By Published: October 6, 2003
This young figure grew up without ever owning a piano in Cuba. 'In order to learn how to play it, and for studying and composing,' he avers without a hint of resentment, 'I had to depend on the schedule for individual studies at the university. The same held true after finishing my studies. In order to reach the level I am at, often times I had to study during meal times since those were the times with available pianos. I am happy in this country because I can make my own music with freedom of expression, which I didn't have in Cuba because of the dominance of Salsa and Cuban music in the market. Here I have a piano to drop my musical tears and where I can satiate my need to learn furthermore.' Such determination paid off very well as his learning needs led him towards the discovery of both known and unknown influential resources for his mature pianism.
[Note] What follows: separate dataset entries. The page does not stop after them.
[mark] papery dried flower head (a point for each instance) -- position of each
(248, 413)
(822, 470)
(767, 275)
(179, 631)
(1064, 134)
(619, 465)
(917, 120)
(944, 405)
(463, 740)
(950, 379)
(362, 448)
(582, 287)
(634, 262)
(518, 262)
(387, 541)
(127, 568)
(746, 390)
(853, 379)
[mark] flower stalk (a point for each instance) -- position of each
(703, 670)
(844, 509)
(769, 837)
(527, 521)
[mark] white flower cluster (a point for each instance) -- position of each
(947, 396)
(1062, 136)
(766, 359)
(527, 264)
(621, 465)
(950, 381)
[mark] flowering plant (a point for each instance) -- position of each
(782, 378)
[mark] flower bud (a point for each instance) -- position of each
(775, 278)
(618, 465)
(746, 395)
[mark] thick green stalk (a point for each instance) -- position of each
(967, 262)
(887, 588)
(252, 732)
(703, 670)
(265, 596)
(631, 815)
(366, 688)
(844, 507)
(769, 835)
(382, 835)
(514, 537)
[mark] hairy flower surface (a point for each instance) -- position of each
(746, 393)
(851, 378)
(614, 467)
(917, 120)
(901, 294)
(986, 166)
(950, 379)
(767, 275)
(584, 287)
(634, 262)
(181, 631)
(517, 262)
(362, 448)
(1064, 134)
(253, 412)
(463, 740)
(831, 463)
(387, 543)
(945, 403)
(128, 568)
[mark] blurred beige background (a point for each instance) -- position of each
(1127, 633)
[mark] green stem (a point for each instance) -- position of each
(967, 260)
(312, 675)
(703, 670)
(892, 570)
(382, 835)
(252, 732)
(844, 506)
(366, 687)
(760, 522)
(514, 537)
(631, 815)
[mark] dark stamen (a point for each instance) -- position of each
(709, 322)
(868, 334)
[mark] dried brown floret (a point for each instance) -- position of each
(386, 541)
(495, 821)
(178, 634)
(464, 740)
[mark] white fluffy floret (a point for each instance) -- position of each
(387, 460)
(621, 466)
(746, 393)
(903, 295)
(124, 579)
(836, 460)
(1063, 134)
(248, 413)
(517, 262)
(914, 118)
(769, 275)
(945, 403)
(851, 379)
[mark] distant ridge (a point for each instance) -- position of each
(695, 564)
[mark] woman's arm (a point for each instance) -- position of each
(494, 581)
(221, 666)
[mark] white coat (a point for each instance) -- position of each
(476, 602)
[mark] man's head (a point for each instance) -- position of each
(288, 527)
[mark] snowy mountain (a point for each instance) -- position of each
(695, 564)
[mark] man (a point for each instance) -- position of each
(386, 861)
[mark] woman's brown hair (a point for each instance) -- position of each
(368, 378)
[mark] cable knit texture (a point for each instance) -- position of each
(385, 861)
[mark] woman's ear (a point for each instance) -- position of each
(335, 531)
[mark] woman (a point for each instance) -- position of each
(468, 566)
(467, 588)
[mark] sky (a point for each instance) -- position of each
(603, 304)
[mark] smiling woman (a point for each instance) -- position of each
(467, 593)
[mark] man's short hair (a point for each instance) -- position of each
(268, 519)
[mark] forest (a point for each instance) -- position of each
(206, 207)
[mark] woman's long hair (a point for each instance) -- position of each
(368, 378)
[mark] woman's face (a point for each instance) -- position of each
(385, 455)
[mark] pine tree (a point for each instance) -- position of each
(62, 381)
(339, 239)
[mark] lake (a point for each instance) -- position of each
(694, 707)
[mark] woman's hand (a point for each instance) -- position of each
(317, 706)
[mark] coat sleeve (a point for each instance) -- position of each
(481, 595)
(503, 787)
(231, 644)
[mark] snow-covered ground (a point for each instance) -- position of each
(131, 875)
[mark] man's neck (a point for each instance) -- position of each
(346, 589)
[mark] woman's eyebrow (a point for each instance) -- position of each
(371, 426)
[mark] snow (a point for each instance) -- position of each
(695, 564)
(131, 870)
Although, 'There weren't, or aren't, any musicians in my family and no one is even studying music,' he continues explaining some of his main influences, that 'were spiritual, cultural and musical, without overlooking the familial ones. I grew up in a town called San Luis. Almost perchance, I was in contact since my childhood with the Tambor Yuka culture. It is of Congolese origin and one of many Afro Cuban cultures. These traditions are divided into three types: El Palo, El Tambor Yuca and La Makuta. San Luis is one of the regions where the Tambor Yuka is strongest. During my childhood, there were street parties and activities. I was always curious when a group of individuals prepared a bonfire to tune the drums. At the time, it was entertaining for me since that was the only time someone did something like that on the street. The instruments seemed strange since I was used to the Cuban conga type of drum. Those instruments, however, were different. The combination of the street fire, the dialect in which they talked and sung, the rhythms, the shape of the instruments, at any rate, everything about these parties attracted me. When in due course I pursued formal musical studies, it dawn on me that during many years throughout my youth, without recognizing them as such, I had seen authentic Congolese traditions. That was a spiritual, cultural, as well as, a musical influence.'

Furthering his imagination and learning during his childhood, Villafranca relates that his initial contacts with non-folkloric music and art came through the Cuban House of Culture system. 'The one in my town,' he reminisces, 'was next door to my house. That's why I could watch each presentation, all the concerts, dances, art exhibits and carnivals by looking out of the door. A wall low enough to climb on top to see on the other side divided the backyard of our house and the House of Culture one. In that patio, they had all the rehearsals for the carnivals, concerts and groups. That motivated me to select the guitar as my first instrument as I could take lessons right next door. When I turned 12 years of age, I joined the Art School in order to study music formally, specializing in percussion. Then, as I studied two baccalaureates at the Instituto Superior de Arte (ISA) in Havana, one in percussion and the other one in symphonic composition, I became better acquainted with the music of Romantic composers from the IX Century such as Wagner, Chopin, Rachmaninov and Prokofiev. Ever since, the latter, has been one of my main musical influences. I should mention that the musical education at the ISA was of a Western Classical nature. Many of my teachers were Russians, therefore, I received a European type of education in piano and musical history.'

He quickly adds, however, that another ever-present influence 'is the Afro Cuban cultural baggage that not only influenced me in an indirect way just by living in Cuba, but that I had to study its rhythms, instruments, songs, dances and history alongside the European Classical studies at the university. Another one of my favorite influences is Cuban popular music. It should not be mistaken with Afro Cuban music, nonetheless. They are completely different. I learned Cuban popular music in the street. That influence has grown ever since I decided to make a book reviewing the evolution of the piano in popular Cuban music, which will be published this year by the Smithsonian Institute Press under the title Cubano! Evolution of Popular Cuban Piano Styles.